The rebalancing strategy has intensified tensions in the Asia-Pacific region. The South China Sea, calm waters in the past, has become an area of conflict after the Philippines was instigated by the US to launch an arbitration case against China last year. The Sino-Japanese tensions over the Diaoyu Islands have also been ramping up. Then US defense chief Ash Carter reaffirmed with his Japanese counterpart Tomomi Inada in December that the bilateral security treaty between the US and Japan covers the defense of the Diaoyu Islands. Washington has also exploited the Taiwan question to gain more bargaining chips with Beijing.

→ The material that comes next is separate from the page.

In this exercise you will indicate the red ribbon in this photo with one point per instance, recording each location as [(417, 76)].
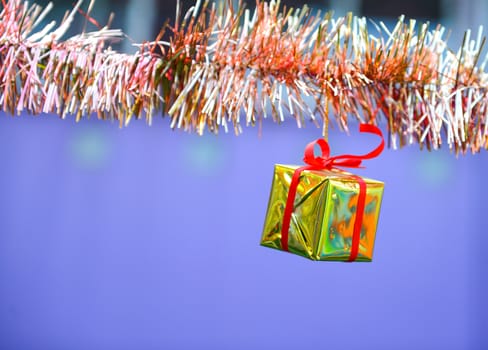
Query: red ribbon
[(325, 161)]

It is still hard to predict Trump’s Asia- Pacific policy at the current stage. Trump began his effort to dismantle Obama’s legacy and withdrew from the Trans- Pacific Partnership right after he took office. But at the same time, Trump may inherit his predecessor’s strategic security policies. For instance, Trump will continue to attach great importance to North Korea’s nuclear issue. Although he argued earlier on his campaign trail that Japan and South Korea should pay a greater share of the cost of US deployment, he later pledged his commitments to defending US allies in the region. The US will always be with South Korea “100 percent,” Trump promised Seoul on Pyongyang’s nuclear issue in January. But there may be a change in the significance of the security issues under Trump. The new administration is expected to focus more on North Korea’s nuclear crisis than the South China Sea disputes, and more on Northeast Asia than Southeast Asia. Trump also proposed to improve ties with Moscow, and major power game may carry more weight in Trump’s Asia policy. The Sino- US relationship after Trump abolished the strategy of rebalancing to the Asia- Pacific region, which is widely believed as a tool to counter Beijing, is another focus point. Trump provoked Beijing’s one- China policy earlier, but the bilateral relationship has seen an upward trend after the first phone conversation between Trump and Chinese President Xi Jinping in February. Fluctuations in the Sino- US relationship are normal, especially during the first two months of Trump’s term, and time is needed for the two countries to strengthen coordination for the new type of great- power relations. The Trump administration is expected to focus more on trade and economic issues in the Sino- US relations. Some Western scholars worry that as Trump has not nominated anyone to fill the Asia- Pacific policy jobs at the Pentagon or the White House, the “policy vacuum” may be seized by China as an opportunity to take the initiative in the Asia- Pacific affairs. These concerns are not necessary. China has no intention to dominate the region, and it is hoped that the two countries can have more frequent and extensive cooperation in the region with mutual benefits under the Trump administration.